> Berners-Lee, the creator of the Web, chose the name “World Wide Web” because he wanted to emphasize that, in this global hypertext system, anything could link to anything else
Berners-Lee was brought up as a rejoinder to various decision makers who originally agreed to implement it, being that the www is more original than twitter, and fwiw he's not an American.
It's quite exasperating to find someone arguing that there is some benefit to regression towards applications which don't link into other applications. Why be on the web at all?
If someone limits your options to only two, or even one source of resources, are you better off?

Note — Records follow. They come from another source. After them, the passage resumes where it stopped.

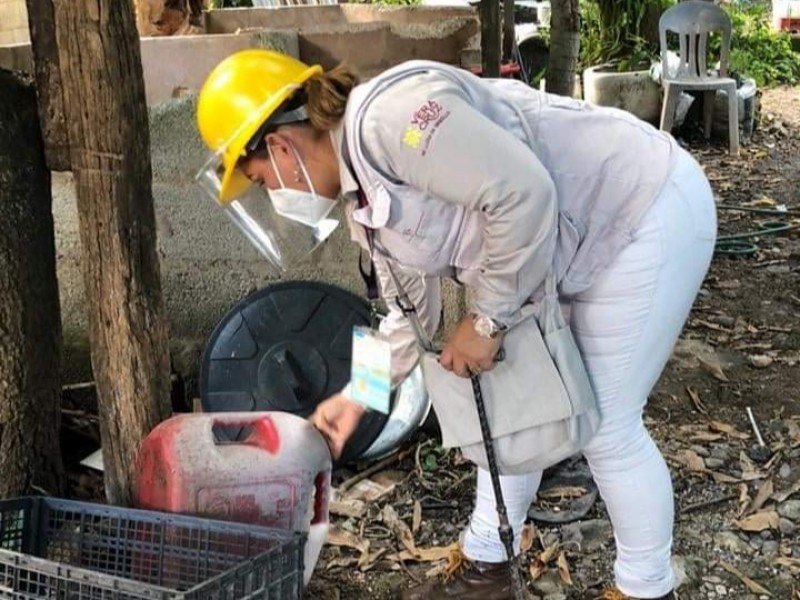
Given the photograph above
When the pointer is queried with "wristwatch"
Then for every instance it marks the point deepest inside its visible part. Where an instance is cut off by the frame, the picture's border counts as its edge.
(486, 327)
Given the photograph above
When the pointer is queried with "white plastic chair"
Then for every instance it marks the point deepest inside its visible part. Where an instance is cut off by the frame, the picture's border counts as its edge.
(693, 21)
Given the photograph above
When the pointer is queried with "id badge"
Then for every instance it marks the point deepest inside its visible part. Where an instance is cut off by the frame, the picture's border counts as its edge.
(370, 378)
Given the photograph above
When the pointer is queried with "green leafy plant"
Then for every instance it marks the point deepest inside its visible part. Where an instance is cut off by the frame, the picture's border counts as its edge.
(230, 3)
(394, 2)
(617, 32)
(757, 50)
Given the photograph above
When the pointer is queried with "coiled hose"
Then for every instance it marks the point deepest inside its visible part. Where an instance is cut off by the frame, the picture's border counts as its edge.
(738, 244)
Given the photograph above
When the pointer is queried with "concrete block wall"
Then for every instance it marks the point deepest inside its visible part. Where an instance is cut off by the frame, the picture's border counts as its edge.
(13, 22)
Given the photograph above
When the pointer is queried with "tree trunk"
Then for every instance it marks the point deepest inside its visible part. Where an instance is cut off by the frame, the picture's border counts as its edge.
(30, 326)
(489, 11)
(106, 115)
(565, 32)
(508, 30)
(48, 84)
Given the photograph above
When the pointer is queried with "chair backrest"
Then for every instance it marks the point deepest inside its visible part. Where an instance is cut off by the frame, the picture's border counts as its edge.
(693, 21)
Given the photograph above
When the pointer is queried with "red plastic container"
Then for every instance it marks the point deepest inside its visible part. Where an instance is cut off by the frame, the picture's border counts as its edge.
(277, 476)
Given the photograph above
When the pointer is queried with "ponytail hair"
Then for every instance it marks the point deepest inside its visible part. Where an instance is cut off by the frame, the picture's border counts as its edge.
(326, 96)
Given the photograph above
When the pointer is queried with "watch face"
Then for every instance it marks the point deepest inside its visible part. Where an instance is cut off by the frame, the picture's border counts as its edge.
(484, 327)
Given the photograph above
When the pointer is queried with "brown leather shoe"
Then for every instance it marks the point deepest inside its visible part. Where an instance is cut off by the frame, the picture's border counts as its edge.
(615, 594)
(468, 580)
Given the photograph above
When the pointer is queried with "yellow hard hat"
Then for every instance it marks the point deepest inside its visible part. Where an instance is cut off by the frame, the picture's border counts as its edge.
(240, 94)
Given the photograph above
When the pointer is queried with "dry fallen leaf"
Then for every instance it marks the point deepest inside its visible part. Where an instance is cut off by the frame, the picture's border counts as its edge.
(693, 461)
(724, 478)
(764, 492)
(562, 492)
(416, 518)
(760, 361)
(786, 494)
(537, 568)
(744, 499)
(339, 537)
(563, 569)
(706, 436)
(431, 554)
(727, 430)
(714, 369)
(749, 583)
(787, 561)
(526, 537)
(546, 555)
(368, 491)
(749, 471)
(371, 559)
(399, 528)
(698, 403)
(347, 507)
(759, 522)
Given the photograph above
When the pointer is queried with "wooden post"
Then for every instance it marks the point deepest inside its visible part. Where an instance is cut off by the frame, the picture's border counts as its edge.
(48, 78)
(565, 31)
(30, 327)
(490, 37)
(508, 30)
(100, 68)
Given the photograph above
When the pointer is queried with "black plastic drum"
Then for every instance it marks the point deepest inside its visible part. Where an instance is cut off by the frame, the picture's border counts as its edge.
(287, 347)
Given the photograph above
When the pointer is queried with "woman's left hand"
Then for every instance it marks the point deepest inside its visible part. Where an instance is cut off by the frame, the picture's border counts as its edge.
(468, 353)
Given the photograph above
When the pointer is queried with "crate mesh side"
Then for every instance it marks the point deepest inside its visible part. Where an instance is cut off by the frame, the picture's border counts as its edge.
(90, 552)
(12, 529)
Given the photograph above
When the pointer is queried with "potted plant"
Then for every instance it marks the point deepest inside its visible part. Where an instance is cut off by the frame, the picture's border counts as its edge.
(619, 43)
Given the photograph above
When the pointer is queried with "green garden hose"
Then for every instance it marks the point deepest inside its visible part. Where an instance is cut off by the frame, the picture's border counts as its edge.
(737, 244)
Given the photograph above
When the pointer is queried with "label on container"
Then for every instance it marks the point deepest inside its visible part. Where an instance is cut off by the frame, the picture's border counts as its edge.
(370, 378)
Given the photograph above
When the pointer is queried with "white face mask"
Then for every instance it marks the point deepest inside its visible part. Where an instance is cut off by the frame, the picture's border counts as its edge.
(308, 208)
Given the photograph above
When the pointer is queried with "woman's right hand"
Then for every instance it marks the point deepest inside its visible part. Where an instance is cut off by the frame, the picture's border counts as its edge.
(336, 419)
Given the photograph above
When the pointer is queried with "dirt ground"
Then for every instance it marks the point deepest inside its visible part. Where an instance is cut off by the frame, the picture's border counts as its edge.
(737, 501)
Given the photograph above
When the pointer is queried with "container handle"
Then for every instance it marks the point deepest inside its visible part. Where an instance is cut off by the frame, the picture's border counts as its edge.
(262, 430)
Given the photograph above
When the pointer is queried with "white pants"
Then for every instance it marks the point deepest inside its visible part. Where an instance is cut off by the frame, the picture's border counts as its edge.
(626, 325)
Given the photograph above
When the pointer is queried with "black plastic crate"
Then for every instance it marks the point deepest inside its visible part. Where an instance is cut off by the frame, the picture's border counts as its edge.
(67, 550)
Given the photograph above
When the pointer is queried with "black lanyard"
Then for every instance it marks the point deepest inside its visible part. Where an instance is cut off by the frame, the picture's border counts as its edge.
(368, 273)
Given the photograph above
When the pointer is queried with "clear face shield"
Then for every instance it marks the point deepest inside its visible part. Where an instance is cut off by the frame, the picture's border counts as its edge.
(281, 239)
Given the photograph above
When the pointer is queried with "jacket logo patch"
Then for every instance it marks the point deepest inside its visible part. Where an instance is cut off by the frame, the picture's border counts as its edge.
(412, 137)
(426, 114)
(425, 120)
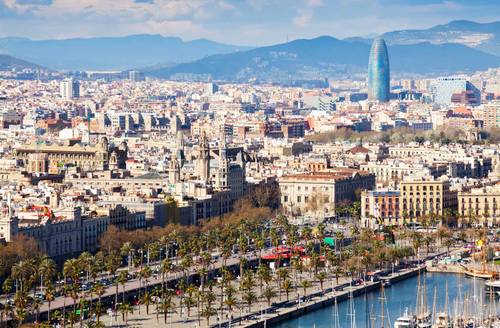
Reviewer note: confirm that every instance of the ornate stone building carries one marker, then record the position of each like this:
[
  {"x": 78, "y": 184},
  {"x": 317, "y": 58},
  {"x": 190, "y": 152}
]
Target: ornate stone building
[{"x": 50, "y": 158}]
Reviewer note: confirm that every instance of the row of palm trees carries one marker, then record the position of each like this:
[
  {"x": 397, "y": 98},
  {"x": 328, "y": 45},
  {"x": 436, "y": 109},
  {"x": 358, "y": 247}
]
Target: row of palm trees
[{"x": 180, "y": 251}]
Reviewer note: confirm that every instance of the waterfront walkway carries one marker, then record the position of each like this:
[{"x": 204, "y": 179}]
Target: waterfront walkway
[{"x": 260, "y": 313}]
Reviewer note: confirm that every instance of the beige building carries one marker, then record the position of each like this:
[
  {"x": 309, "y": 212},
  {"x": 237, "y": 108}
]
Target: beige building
[
  {"x": 480, "y": 205},
  {"x": 425, "y": 197},
  {"x": 320, "y": 191},
  {"x": 50, "y": 158}
]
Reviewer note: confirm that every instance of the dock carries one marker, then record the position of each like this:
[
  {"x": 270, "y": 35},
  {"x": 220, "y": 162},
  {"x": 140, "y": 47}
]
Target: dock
[{"x": 294, "y": 308}]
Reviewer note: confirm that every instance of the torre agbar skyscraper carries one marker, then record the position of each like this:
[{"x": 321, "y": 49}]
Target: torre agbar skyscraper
[{"x": 379, "y": 72}]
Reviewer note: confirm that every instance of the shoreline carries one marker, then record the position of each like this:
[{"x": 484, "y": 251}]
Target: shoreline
[{"x": 320, "y": 300}]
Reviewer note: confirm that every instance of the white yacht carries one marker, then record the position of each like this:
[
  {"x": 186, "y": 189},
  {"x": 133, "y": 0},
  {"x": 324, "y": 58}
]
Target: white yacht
[
  {"x": 442, "y": 321},
  {"x": 424, "y": 320},
  {"x": 406, "y": 321},
  {"x": 492, "y": 287}
]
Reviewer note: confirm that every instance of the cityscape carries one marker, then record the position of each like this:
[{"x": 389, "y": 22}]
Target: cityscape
[{"x": 205, "y": 163}]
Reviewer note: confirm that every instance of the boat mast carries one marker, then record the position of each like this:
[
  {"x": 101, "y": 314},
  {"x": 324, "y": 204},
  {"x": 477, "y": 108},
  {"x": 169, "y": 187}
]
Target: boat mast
[{"x": 434, "y": 305}]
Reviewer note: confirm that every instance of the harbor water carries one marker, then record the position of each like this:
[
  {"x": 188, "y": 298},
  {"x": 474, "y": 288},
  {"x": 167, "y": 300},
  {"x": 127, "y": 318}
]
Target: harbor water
[{"x": 464, "y": 294}]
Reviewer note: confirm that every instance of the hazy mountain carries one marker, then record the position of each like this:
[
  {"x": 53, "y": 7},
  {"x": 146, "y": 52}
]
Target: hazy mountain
[
  {"x": 9, "y": 62},
  {"x": 111, "y": 53},
  {"x": 482, "y": 36},
  {"x": 327, "y": 57}
]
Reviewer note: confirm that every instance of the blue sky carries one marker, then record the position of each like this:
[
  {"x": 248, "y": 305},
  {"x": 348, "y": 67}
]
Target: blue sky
[{"x": 243, "y": 22}]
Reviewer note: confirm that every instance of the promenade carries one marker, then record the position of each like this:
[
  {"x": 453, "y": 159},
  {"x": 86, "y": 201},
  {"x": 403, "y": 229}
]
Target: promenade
[{"x": 260, "y": 314}]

This discussion thread emerged from the suggestion of "maybe that's a good thing." Is it?
It's a question of trust, competition, and whether there's so much destruction of honest competition that only the destructive and twisted competition remains, keeping people afraid to venture into the unknown, willing to perpetuate the cycle of destroying competitors and endangering civilization itself.
This comment is so deep in the comment chain that it makes no sense to talk generally about this when the thread starting comments are available for you to reply too…
Are we not talking about opinion vs opinion ? What twitter engineers think is good for twitter vs what web engineers think is good for the web ? I don't really follow what your assertion is, I would be happy to elaborate my position if you elaborate yours.
https://www.todayifoundout.com/index.php/2011/01/why-the-web...
The net is fundamentally about linking things together.